Miller’s reading is so dazzling that it seems impossible to put forth a queer reading that could top it—so I won’t try. But I will suggest an additional way in which the film makes a queer substitution for the obscene (literally “off-screen”) figure of Sebastian. We should note that there is at least one other homosexual in this text: namely, Montgomery Clift, playing the doctor who, by playing detective, effectively unravels the mystery surrounding Sebastian’s death. More so than his fellow queer actors Farley Granger and John Dall, Clift spent his career avoiding material that might give the lie to his own homosexuality, but it turns out that he himself becomes the victim of a funny sort of bait-and-switch in Suddenly, Last Summer by being made a stand-in for Sebastian.

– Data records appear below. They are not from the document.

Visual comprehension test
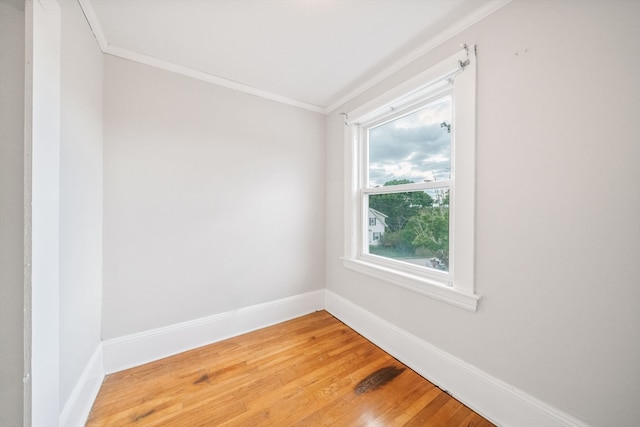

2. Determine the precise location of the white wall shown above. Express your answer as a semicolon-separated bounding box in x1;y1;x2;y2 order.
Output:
0;0;25;426
326;1;640;426
24;1;60;426
59;1;103;418
103;56;325;339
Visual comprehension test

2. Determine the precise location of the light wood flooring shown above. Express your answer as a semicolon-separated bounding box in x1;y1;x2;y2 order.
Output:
87;311;492;427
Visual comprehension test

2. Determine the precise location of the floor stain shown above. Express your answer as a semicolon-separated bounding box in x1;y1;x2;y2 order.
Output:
354;366;405;394
194;374;209;384
133;409;156;423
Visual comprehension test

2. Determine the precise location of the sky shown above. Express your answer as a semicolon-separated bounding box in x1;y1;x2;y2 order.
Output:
369;96;451;187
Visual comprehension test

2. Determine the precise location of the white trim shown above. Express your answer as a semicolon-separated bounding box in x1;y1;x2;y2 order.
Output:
325;290;587;427
103;290;325;374
104;45;325;114
343;45;480;311
78;0;326;114
77;0;511;114
60;343;104;426
78;0;109;52
342;258;480;311
324;0;511;114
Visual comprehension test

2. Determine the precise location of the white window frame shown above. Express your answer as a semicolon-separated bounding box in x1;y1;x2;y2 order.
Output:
343;45;480;311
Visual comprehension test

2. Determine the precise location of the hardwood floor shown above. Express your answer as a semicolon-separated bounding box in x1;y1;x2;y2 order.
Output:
87;311;493;427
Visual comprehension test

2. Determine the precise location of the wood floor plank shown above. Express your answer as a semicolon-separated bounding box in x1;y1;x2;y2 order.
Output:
87;311;492;427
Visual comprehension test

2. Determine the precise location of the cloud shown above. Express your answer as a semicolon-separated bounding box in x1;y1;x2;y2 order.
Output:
369;98;451;186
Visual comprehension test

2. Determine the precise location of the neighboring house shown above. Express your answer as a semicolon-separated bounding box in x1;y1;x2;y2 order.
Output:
369;208;387;246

Internet rumors persist in claiming that Clift actually did stand in for Sebastian during the flashback sequences, though publicity stills suggest that Sebastian was, in fact, played by a different actor who remains to be credited (pictured, bottom). Nevertheless, characters keep taking Dr. Cukrowicz for the late Sebastian. “Such extraordinary eyes—so like his,” muses Sebastian’s devoted mother Violet, gazing at Cukrowicz; later, she invites him to have a seat in what used to be Sebastian’s chair. When characters aren’t confusing Cukrowicz with Sebastian, they’re trying to make a retroactive match between them. “I almost said you must meet my son Sebastian,” Violet tells Cukrowicz, as if she herself were still in the business of procuring lovers for her son. Populated as the film is by more than one woman with a thing for gay men, Clift becomes the de facto gay man toward whom their sexual energies get directed; they man-handle him as if by doing so they’re able to get in touch with Sebastian’s own body. Catherine can’t stop throwing herself at him, and at the end of the film Violet not only caresses him (see above), she actually speaks to him in her madness as Sebastian. Thus the queerness of a film like Suddenly, Last Summer seeps even into its most fervent attempts to ward it off. Much like the imaginary “truth serum” with which Catherine imagines herself being injected, the queer presence at work in the film seems to bring out the gay man in everyone.